Sly Cooper: Thieves in Time Preview (PS3 & PS Vita)

June 5, 2012Written by Alex Osborn

In an industry cluttered with action-heavy experiences, Sanzaru’s Sly Cooper: Thieves in Time is nothing less than a breath of fresh air. Harkening back to the PS2 classics, this fourth installment in the popular platforming franchise stays true the the series’ roots and provides the same humorous, quirky charm that Sly fans have come to know and love.

When I stepped up to demo the game at Sony’s E3 booth, I was immediately taken by the game’s colorful visual style, which transported me back to my time with the originals. The first section put me in control of the thievish raccoon himself as he stood positioned next to a barrel of arrows. With the press of a button, Sly donned a Robin Hood-inspired getup, and the next thing I knew, the sneaky thief was now an archer. After plunging a rope-bound arrow into a target across the room, I was able tightrope walk across the expanse below and reach a platform far off in the distance. Carefully navigating throughout the room was not only a blast, but also a reminder that gameplay sequences completely devoid of action can be just as intense and enthralling.

The second portion of the demo had me in control of one of the game’s other characters, Rioichi Cooper, who not only looked a heck of a lot like Sly, but also played in an extremely similar fashion. What differentiated Rioichi from the main protagonist however, was his unique ability to leap great distances. This added wrinkle helped to open the experience, and served as a nice subtle change after controlling Sly.

Now having played other platformers since the release of Sly Cooper, I can’t help but compare Thieves in Time to Sucker Punch’s latest work. The development team originally behind the series has since gone on to make inFamous, a game with controls that outclass Sly’s in so many ways. While Thieves in Time does have accessible and responsive gameplay, it feels a bit floaty and imprecise when compared to inFamous. Navigating Cole through Empire City has perhaps spoiled me, but I couldn’t help but wonder what the Sly franchise might have been if Sucker Punch was still at the helm.

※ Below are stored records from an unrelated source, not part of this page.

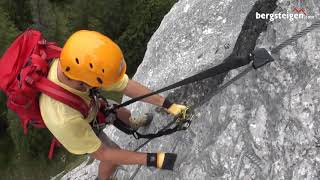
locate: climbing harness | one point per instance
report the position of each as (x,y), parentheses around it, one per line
(258,58)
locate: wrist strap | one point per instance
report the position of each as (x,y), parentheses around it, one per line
(166,104)
(152,159)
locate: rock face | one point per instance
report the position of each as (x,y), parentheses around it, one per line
(263,126)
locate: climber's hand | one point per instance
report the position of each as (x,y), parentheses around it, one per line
(161,160)
(173,108)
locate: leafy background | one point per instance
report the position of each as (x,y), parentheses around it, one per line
(130,23)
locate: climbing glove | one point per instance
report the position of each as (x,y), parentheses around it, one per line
(173,108)
(161,160)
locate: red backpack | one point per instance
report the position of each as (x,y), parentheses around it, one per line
(23,72)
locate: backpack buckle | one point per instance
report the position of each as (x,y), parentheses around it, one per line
(29,80)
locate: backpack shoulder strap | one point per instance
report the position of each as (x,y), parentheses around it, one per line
(58,93)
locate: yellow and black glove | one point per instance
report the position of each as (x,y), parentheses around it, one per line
(173,108)
(161,160)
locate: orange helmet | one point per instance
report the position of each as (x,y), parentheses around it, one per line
(93,58)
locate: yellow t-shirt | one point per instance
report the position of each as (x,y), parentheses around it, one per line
(68,124)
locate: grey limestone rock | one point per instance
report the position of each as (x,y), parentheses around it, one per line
(263,126)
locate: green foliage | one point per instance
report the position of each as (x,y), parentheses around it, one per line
(8,31)
(145,19)
(19,12)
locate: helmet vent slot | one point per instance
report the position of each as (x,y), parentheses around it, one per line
(99,80)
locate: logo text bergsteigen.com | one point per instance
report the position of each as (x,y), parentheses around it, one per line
(289,16)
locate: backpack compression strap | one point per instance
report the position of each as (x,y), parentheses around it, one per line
(60,94)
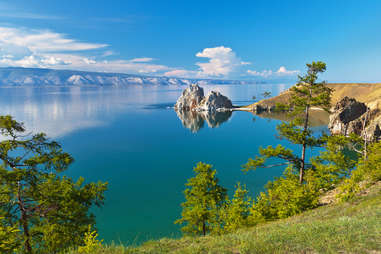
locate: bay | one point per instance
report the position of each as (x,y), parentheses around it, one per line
(133,139)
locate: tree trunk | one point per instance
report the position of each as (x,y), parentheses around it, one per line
(24,221)
(304,145)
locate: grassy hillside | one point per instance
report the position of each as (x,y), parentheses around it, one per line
(364,92)
(352,227)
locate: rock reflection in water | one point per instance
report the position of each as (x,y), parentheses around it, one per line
(195,120)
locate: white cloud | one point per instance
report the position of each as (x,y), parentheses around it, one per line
(46,49)
(42,41)
(142,60)
(222,61)
(264,74)
(181,73)
(282,71)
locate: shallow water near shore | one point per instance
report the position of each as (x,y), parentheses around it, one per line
(133,139)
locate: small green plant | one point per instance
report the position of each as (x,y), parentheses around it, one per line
(9,243)
(91,243)
(204,199)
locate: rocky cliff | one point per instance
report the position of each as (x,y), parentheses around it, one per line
(350,116)
(192,99)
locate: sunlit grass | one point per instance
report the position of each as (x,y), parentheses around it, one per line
(352,227)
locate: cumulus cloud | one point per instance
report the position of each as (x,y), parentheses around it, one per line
(264,73)
(47,49)
(42,41)
(142,60)
(223,61)
(282,71)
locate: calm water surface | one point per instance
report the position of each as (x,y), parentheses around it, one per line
(132,138)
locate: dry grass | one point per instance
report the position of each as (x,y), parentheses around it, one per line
(364,92)
(351,227)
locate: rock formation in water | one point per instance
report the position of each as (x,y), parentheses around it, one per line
(194,109)
(350,116)
(190,98)
(215,101)
(193,99)
(195,120)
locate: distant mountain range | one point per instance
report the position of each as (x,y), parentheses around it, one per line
(17,76)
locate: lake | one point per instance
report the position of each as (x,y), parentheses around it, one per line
(132,138)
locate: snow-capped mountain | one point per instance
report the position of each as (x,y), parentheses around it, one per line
(17,76)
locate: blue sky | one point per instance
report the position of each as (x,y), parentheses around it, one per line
(205,39)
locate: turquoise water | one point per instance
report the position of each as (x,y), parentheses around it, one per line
(132,138)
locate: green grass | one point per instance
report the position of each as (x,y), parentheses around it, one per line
(352,227)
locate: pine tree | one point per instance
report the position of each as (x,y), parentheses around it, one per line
(305,95)
(237,212)
(204,199)
(51,211)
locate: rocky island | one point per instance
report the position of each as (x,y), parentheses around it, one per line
(193,108)
(192,99)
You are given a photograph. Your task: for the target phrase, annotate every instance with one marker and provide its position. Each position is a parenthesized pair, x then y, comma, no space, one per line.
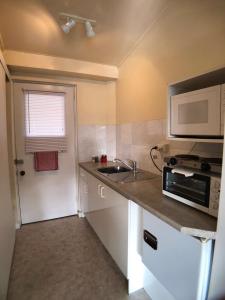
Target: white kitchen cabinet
(118,223)
(107,213)
(180,262)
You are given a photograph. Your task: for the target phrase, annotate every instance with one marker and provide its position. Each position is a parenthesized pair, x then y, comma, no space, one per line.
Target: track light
(71,22)
(89,29)
(68,26)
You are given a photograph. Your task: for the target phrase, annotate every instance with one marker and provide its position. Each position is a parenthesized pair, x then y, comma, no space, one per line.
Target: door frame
(43,81)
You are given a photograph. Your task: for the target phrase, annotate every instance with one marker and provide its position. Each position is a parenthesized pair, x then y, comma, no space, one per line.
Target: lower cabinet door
(108,215)
(180,262)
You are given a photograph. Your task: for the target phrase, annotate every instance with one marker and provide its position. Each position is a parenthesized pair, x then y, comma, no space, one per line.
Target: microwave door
(196,113)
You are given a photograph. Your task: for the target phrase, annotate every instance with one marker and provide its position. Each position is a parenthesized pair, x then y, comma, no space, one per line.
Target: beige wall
(188,39)
(96,103)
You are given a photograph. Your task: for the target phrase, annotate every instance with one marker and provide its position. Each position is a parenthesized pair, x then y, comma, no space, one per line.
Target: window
(44,121)
(44,114)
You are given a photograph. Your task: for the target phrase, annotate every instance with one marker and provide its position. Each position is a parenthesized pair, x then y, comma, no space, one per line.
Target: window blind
(44,121)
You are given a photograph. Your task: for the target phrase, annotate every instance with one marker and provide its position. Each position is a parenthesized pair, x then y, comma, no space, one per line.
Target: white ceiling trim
(58,65)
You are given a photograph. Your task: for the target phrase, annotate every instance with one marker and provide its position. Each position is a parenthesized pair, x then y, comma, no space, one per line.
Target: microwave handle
(184,172)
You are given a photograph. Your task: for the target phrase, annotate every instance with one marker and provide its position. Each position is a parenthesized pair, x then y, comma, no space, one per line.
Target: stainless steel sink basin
(123,175)
(113,170)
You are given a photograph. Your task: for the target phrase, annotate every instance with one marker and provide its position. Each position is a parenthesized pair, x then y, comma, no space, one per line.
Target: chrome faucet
(129,163)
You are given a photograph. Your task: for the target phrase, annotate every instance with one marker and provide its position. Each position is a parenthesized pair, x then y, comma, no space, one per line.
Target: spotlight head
(89,29)
(69,24)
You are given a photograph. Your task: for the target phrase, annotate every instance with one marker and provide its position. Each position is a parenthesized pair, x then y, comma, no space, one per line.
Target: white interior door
(47,194)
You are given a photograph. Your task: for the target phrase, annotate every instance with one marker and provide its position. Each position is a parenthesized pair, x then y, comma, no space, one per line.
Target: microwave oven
(192,187)
(198,113)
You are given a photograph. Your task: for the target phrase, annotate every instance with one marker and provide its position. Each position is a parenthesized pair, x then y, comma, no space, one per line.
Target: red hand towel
(46,161)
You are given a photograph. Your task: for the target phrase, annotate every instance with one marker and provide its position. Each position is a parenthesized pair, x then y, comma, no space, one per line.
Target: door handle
(150,239)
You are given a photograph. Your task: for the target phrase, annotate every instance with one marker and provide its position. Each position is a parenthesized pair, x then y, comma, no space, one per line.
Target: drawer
(180,262)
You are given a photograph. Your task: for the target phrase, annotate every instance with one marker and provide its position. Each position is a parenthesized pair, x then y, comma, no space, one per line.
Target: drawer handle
(150,239)
(99,188)
(102,192)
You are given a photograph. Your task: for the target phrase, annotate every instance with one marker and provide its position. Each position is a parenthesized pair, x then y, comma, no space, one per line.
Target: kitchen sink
(113,170)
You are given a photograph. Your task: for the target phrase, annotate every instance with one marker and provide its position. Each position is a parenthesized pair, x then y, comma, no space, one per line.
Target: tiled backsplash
(134,141)
(96,140)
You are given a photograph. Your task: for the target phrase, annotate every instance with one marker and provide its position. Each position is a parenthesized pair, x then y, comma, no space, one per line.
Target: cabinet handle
(150,239)
(99,189)
(101,192)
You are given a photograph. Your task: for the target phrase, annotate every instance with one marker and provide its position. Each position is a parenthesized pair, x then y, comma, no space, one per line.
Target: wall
(187,40)
(7,226)
(96,113)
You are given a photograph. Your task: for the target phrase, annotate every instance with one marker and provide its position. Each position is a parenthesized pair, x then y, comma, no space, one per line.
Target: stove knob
(205,167)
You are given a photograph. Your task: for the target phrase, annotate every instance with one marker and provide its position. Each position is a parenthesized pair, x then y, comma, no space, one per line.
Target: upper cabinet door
(196,113)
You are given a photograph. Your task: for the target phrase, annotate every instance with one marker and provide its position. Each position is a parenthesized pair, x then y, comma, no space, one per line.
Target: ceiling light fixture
(69,24)
(72,20)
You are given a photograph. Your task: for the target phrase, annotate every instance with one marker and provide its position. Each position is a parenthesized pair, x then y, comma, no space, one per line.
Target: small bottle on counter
(95,159)
(104,158)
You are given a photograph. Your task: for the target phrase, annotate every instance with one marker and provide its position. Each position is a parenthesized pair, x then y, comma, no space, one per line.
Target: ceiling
(33,26)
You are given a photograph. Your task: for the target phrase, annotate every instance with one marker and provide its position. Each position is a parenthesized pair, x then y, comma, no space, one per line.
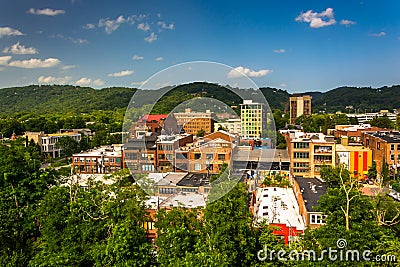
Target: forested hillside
(66,98)
(62,99)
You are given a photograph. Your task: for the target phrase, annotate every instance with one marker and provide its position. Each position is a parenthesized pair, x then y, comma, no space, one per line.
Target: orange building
(385,146)
(193,122)
(103,160)
(357,159)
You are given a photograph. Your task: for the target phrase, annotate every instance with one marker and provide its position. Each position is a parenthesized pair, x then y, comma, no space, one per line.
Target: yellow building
(309,152)
(299,105)
(357,159)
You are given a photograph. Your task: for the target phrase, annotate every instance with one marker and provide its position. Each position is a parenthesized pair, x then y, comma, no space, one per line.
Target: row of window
(94,160)
(301,155)
(301,145)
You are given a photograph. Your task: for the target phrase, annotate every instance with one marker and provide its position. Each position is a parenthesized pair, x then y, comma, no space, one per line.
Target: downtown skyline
(297,46)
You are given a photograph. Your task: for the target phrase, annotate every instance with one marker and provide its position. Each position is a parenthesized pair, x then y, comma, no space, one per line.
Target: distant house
(308,192)
(106,159)
(278,207)
(47,142)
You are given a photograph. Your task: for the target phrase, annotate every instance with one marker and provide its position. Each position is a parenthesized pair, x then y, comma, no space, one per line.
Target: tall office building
(253,118)
(299,105)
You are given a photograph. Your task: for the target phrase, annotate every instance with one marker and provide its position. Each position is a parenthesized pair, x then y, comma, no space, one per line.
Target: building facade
(309,152)
(104,160)
(356,158)
(299,105)
(233,126)
(192,122)
(48,142)
(385,146)
(253,119)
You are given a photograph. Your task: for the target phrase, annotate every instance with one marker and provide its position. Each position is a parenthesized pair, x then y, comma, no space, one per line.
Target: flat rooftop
(312,189)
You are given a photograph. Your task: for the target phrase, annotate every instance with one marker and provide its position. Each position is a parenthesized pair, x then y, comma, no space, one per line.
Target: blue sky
(296,45)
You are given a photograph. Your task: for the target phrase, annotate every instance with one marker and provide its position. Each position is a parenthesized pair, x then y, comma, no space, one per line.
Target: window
(147,167)
(133,166)
(209,156)
(301,155)
(317,219)
(301,145)
(197,167)
(192,190)
(167,190)
(148,225)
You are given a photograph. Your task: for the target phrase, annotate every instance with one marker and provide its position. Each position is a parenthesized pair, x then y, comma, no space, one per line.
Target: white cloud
(54,80)
(317,20)
(136,57)
(121,73)
(143,26)
(98,82)
(19,49)
(74,40)
(4,60)
(138,83)
(7,31)
(279,51)
(347,22)
(67,67)
(83,81)
(89,26)
(46,11)
(239,71)
(381,34)
(166,26)
(34,63)
(151,38)
(111,25)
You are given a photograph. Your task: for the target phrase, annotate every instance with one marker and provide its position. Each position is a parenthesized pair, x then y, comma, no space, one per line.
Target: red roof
(153,117)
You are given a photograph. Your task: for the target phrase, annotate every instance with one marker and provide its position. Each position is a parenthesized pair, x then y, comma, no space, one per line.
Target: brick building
(99,161)
(309,152)
(192,122)
(385,146)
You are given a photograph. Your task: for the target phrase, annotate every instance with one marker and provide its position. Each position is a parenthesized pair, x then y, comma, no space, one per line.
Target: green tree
(22,186)
(98,226)
(179,232)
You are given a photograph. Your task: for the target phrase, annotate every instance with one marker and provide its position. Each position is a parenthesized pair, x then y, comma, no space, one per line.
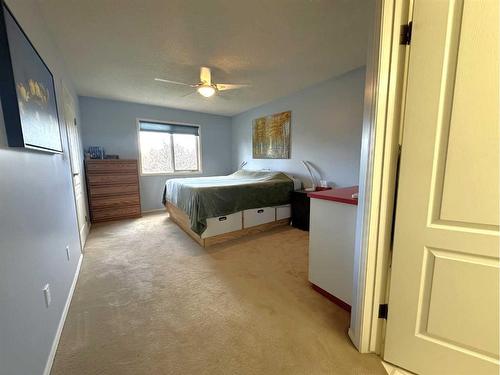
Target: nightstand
(301,204)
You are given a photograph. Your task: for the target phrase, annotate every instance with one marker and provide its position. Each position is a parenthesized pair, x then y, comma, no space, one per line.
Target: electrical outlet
(46,295)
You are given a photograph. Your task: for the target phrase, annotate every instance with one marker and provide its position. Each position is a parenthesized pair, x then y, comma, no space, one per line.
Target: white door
(444,293)
(76,156)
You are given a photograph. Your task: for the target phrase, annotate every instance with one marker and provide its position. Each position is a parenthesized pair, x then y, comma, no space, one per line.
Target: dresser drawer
(110,179)
(110,190)
(112,213)
(115,201)
(111,166)
(258,216)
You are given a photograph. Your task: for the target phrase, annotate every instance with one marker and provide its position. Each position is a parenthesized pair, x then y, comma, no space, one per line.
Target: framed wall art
(27,90)
(271,136)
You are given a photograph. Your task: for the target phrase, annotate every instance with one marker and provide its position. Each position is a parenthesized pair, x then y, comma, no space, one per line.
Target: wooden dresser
(113,189)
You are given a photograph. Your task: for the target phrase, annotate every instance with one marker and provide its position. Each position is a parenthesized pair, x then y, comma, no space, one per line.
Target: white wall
(113,125)
(325,130)
(37,221)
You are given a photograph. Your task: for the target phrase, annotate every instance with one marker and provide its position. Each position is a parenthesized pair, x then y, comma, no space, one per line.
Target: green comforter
(204,197)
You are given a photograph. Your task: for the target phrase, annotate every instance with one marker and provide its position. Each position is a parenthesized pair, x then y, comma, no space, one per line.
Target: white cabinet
(331,247)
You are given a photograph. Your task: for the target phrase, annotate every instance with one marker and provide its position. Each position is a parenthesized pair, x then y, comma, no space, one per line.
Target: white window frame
(175,172)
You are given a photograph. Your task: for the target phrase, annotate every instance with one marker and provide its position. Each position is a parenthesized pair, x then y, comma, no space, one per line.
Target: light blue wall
(113,125)
(325,130)
(37,221)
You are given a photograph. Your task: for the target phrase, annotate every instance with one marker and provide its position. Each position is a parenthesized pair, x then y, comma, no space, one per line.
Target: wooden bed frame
(182,220)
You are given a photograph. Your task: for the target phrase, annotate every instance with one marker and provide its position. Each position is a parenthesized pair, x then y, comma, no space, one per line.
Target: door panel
(444,292)
(75,156)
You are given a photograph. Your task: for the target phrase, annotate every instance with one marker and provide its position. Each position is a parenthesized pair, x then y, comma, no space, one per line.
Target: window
(169,148)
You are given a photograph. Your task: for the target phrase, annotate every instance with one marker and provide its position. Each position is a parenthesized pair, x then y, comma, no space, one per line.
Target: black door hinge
(383,309)
(405,36)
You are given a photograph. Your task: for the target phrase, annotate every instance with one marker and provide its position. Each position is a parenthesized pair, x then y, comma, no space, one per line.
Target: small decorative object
(313,181)
(96,152)
(271,136)
(27,90)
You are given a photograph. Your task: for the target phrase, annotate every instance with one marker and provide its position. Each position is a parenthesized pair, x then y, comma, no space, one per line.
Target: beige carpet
(149,300)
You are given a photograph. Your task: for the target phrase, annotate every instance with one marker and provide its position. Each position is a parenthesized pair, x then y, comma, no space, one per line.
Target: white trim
(175,173)
(383,101)
(55,343)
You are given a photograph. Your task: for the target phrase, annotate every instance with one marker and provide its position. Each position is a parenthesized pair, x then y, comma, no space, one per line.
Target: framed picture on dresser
(27,90)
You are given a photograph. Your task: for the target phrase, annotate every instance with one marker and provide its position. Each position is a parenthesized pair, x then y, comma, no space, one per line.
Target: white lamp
(206,90)
(313,182)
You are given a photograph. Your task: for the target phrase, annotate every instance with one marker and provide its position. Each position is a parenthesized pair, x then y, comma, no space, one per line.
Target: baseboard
(153,211)
(55,343)
(394,370)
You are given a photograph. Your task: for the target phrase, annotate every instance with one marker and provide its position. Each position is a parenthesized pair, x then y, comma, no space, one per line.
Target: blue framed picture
(27,90)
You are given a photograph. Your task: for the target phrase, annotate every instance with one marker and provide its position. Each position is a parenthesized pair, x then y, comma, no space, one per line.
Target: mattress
(204,197)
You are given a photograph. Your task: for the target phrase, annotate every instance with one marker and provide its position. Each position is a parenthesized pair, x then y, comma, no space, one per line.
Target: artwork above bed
(27,90)
(271,136)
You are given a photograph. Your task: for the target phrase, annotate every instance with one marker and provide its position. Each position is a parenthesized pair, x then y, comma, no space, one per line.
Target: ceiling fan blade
(187,94)
(173,82)
(205,75)
(231,86)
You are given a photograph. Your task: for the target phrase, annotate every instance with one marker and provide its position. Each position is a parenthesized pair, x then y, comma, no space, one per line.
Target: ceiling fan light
(206,91)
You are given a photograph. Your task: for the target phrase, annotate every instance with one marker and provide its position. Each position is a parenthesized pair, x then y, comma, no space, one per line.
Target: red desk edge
(342,195)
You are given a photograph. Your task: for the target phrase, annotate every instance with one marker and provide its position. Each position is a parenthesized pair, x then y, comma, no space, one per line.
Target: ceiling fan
(206,87)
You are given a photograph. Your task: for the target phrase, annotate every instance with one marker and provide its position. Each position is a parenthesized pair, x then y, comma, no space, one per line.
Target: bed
(217,209)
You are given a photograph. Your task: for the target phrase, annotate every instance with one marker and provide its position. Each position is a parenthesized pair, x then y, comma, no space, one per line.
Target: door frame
(380,146)
(68,100)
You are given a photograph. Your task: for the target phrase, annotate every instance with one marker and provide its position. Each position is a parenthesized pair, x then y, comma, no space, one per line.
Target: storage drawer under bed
(283,212)
(223,224)
(258,216)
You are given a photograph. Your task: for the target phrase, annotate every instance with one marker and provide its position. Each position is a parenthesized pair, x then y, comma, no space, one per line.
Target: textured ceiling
(115,48)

I got some hands-on time with both the Vita and PS3 versions and I must say, the two look virtually identical. While the developer has made it clear that the PS3 is the lead platform, the game really stood out on the handheld’s OLED screen. If anything, I actually think the Vita version may have even looked a bit crisper. Between the two, I actually enjoyed my time with the Vita version more than its console counterpart, feeling as though this kind of experience is better suited on the handheld anyway. That said, I’m confident any fan of the Sly franchise will eat this game up, and the added bonus of cross-platform play sure makes owning both copies quite alluring.